ADR-015: Observability Stack (Grafana/Loki/Prometheus)

Date: 2025-12-29 Status: Accepted Deciders: Development Team Related: infrastructure/docker/docker-compose.yml

Context

With 9 distributed microservices, we needed:

Centralized logging (debug across services)
Metrics collection (performance monitoring)
Visualization (dashboards)
Alerting (production issues)

Decision

Full observability stack: Grafana + Loki + Prometheus + Promtail.

Architecture

┌─────────────────────────────────────────────┐
│            Grafana (Port 3011)              │
│         (Visualization + Dashboards)        │
└─────────────┬───────────────────────────────┘
              │
    ┌─────────┴─────────┐
    │                   │
┌───▼─────┐      ┌──────▼──────┐
│  Loki   │      │ Prometheus  │
│ (Logs)  │      │  (Metrics)  │
│  3100   │      │    9090     │
└───▲─────┘      └──────▲──────┘
    │                   │
┌───┴─────┐      ┌──────┴──────┐
│Promtail │      │Service /    │
│(Shipper)│      │metrics      │
└─────────┘      └─────────────┘

Components

1. Loki (Port 3100) - Log Aggregation

Collects logs from all services
Indexed by labels (service, level, request_id)
Query with LogQL

2. Promtail - Log Shipper

Scrapes Docker container logs
Adds labels and metadata
Ships to Loki

3. Prometheus (Port 9090) - Metrics

Scrapes /metrics endpoints
Time-series database
Query with PromQL

4. Grafana (Port 3011) - Visualization

Dashboards for logs + metrics
Alerts and notifications
Explore mode for ad-hoc queries

Service Instrumentation

Logging:

import { logger } from '@karmyq/shared/utils/logger';

logger.info('Request processed', {
  requestId: req.id,
  userId: req.user.id,
  duration: Date.now() - startTime
});

Metrics:

// Prometheus client
import prometheus from 'prom-client';

const requestDuration = new prometheus.Histogram({
  name: 'http_request_duration_ms',
  help: 'Duration of HTTP requests in ms',
  labelNames: ['method', 'route', 'status_code']
});

Access

Grafana UI: http://localhost:3011
Prometheus UI: http://localhost:9090
Loki API: http://localhost:3100

Consequences

Positive

Centralized Logs: See all services in one place
Correlation: Trace requests across services via requestId
Performance Monitoring: Identify slow endpoints
Production Ready: Alert on errors, high latency
Historical Analysis: Query past metrics and logs

Negative

Resource Overhead: 3 additional containers
Storage: Logs and metrics consume disk
Learning Curve: PromQL, LogQL syntax
Configuration: Initial dashboard setup takes time

Alternatives Considered

Alternative 1: Cloud Services (Datadog, New Relic)

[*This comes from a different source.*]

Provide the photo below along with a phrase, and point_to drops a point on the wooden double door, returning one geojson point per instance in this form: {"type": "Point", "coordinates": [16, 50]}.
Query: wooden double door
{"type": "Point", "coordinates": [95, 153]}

Why rejected: Cost prohibitive, vendor lock-in

Alternative 2: ELK Stack (Elasticsearch, Logstash, Kibana)

Why rejected: Heavy resource usage, complex setup

Alternative 3: No Observability

Why rejected: Debugging distributed systems impossible

References

Docker compose: infrastructure/docker/docker-compose.yml
Grafana: http://localhost:3011
Prometheus: http://localhost:9090
Loki docs: https://grafana.com/docs/loki/
Prometheus docs: https://prometheus.io/docs/